Russian President Vladimir Putin visited Belarus this week for the first time since June 2019. The last time he was in Minsk, the capital, Belarus was a completely different country. Soon after Putin’s visit, the authoritarian leader of Belarus, Alexander Lukashenko, negotiated several lucrative investment projects between Austria and Belarus during a trip to Vienna. The following year he hosted then-U.S. Secretary of State Mike Pompeo in Minsk and requested deliveries of U.S. oil in order to reduce Belarus’ dependence on Russian energy resources.

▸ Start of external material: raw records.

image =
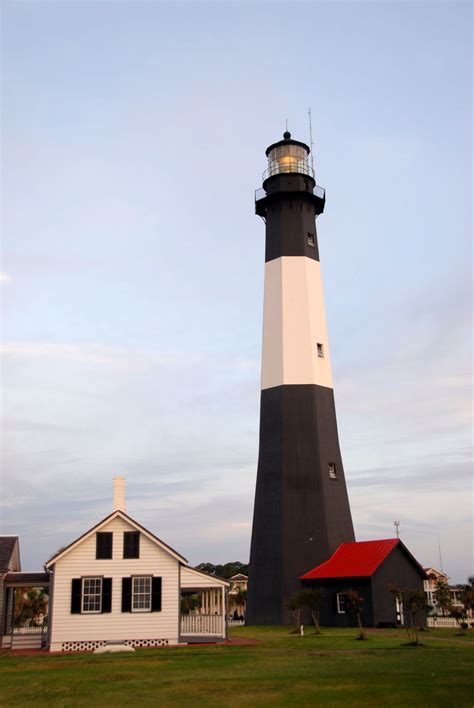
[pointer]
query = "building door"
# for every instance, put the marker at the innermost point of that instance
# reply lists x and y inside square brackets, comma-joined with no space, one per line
[399,610]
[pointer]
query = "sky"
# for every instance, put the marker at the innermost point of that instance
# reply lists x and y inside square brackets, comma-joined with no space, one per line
[134,136]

That era of normal dealings with the West in an effort to balance Minsk’s ties with Moscow is now over. Today’s Belarus bears little resemblance to an independent state. Instead, it is a “quasi-state” of disputed political and military control. Russian tanks drive imposingly along the streets of Belarusian cities, and Russian generals manage Belarusian military airfields. As for Lukashenko, until welcoming Putin to Minsk this week, he has hosted mostly Russian governors, not leaders of foreign states.

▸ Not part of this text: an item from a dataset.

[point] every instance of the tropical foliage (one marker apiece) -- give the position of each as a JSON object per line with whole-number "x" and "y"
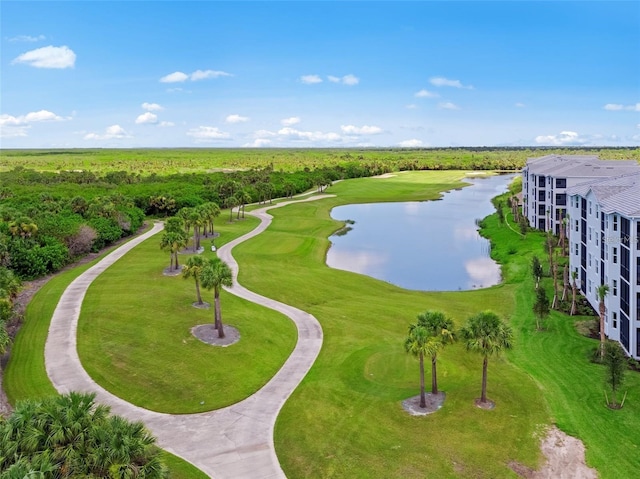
{"x": 71, "y": 436}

One cause of the radical change is the geopolitical shock that hit Belarus back in 2020. In the presidential election that year, Lukashenko suffered a devastating loss to Sviatlana Tsikhanouskaya, the wife of a prominent opposition candidate who had been detained prior to the election. Instead of accepting his defeat, Lukashenko unleashed his security forces to brutally repress peaceful protesters, plunging Belarus into the abyss of political violence. Thousands of political prisoners were subjected to daily torture in Belarusian prisons; tens of thousands of dissidents, including Tsikhanouskaya, fled to neighboring countries to escape the crackdown.